The first phase of Advancing Practice Excellence in Diabetes will strengthen the viability of solo and small group practices, and create a new model of care for treating chronic conditions.

Primary care physicians provide the most adult diabetes care, and in California, more than half of these physicians practice in small office settings. This project would like to reach out to the solo and small group primary care physicians to support and facilitate change within the small office setting.

The goals of this project are to:

  1. Improve quality of care provided to a diverse diabetes patient population.
  2. Encourage offices to aggressively screen patients at risk for diabetes, resulting in earlier identification.
  3. Understand and apply the chronic care model and team based care in the office setting.
  4. Support solo and small group practices in increasing their capacity to track and monitor diabetes care.
  5. Share best practices associated with providing quality diabetes care.
  6. Connect health care providers with educators and community resources through an online community resource directory.
The project provides clinicians with resources to -
  • Increase the quality of care delivered to patients with diabetes by raising awareness of clinical outcomes in each patient through an electronic disease registry system or electronic health record system.
  • Strengthen physician communication with their patients.
  • Broaden physician and staff understanding of the health disparities and cultural differences associated with diabetes.
  • Increase understanding of the link between diabetes and depression.

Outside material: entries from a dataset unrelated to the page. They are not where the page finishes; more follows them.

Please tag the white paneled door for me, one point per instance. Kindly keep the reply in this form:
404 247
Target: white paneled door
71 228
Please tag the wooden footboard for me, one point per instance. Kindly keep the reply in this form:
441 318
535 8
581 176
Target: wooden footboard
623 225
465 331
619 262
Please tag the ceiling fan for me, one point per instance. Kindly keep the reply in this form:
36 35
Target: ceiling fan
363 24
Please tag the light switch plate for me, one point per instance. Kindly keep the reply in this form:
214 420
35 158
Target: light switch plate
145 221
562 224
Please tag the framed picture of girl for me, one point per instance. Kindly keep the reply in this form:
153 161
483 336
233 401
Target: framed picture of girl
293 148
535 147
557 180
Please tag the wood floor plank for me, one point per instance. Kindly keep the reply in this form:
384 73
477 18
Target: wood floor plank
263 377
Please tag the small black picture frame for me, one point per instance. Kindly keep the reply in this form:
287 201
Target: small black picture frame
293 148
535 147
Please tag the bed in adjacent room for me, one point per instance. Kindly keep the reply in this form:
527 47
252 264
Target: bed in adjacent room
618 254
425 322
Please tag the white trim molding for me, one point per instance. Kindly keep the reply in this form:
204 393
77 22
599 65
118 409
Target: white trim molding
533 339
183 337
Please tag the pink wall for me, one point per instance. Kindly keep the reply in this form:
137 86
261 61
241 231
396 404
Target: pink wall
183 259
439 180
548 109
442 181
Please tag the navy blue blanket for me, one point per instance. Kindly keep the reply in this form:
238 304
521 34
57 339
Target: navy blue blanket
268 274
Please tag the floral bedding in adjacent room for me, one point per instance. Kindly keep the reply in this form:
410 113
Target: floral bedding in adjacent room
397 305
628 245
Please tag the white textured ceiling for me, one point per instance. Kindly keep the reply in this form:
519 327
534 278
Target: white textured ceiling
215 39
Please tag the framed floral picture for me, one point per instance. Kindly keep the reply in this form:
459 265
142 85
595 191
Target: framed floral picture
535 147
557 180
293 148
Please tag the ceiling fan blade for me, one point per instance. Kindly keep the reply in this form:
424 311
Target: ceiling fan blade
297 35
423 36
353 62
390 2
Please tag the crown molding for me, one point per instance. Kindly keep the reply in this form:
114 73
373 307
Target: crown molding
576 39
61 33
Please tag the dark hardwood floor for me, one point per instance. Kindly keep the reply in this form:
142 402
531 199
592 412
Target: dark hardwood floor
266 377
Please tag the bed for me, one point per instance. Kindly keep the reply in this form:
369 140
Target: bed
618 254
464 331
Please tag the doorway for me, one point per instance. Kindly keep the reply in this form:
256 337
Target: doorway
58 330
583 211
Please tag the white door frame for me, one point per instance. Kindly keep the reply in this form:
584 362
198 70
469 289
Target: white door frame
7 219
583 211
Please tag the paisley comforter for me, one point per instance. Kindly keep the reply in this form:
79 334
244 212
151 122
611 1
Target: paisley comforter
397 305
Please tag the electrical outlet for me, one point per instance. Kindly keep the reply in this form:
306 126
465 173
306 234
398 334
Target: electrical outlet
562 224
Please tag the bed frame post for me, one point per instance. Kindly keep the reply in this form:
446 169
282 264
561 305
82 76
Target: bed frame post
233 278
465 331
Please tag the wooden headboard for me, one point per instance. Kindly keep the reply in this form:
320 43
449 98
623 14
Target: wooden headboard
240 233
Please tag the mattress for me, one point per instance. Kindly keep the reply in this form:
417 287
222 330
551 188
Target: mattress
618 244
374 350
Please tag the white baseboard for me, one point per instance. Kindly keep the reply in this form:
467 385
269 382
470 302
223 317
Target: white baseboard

Through partnerships with health plans, local medical societies, community leaders, and physician leaders, the CMA Foundation will support physicians in their pursuit of preventing diabetes and minimizing its impact on their patients.

Pilot Projects
Three pilot communities have been selected using criteria that include prevalence of type 2 diabetes, prevalence of diabetes complications and diabetes death rates to initiate the project. All criteria provide the opportunity to improve diabetes quality care. Also considered was the ethnic diversity of the population which provides the opportunity to address the disparities associated with type 2 diabetes. The three areas selected are San Joaquin County, the Inland Empire [San Bernardino & Riverside Counties], and Butte/Glenn counties.

Solo and small group practices [less than 6 physicians] are being recruited to participate in each regional collaborative and to identify a diverse patient sample. Each participating office will create a measurable quality improvement plan referred to as a Practice Action Plan and will adopt a team care model within the practice to work toward accomplishing these goals. The basis of quality improvement in this project is to improve and evaluate office procedures and systems of patient care that will impact patient outcomes related to their diabetes. Practices are expected to work closely with community partners and share best practices with fellow physicians in the collaborative.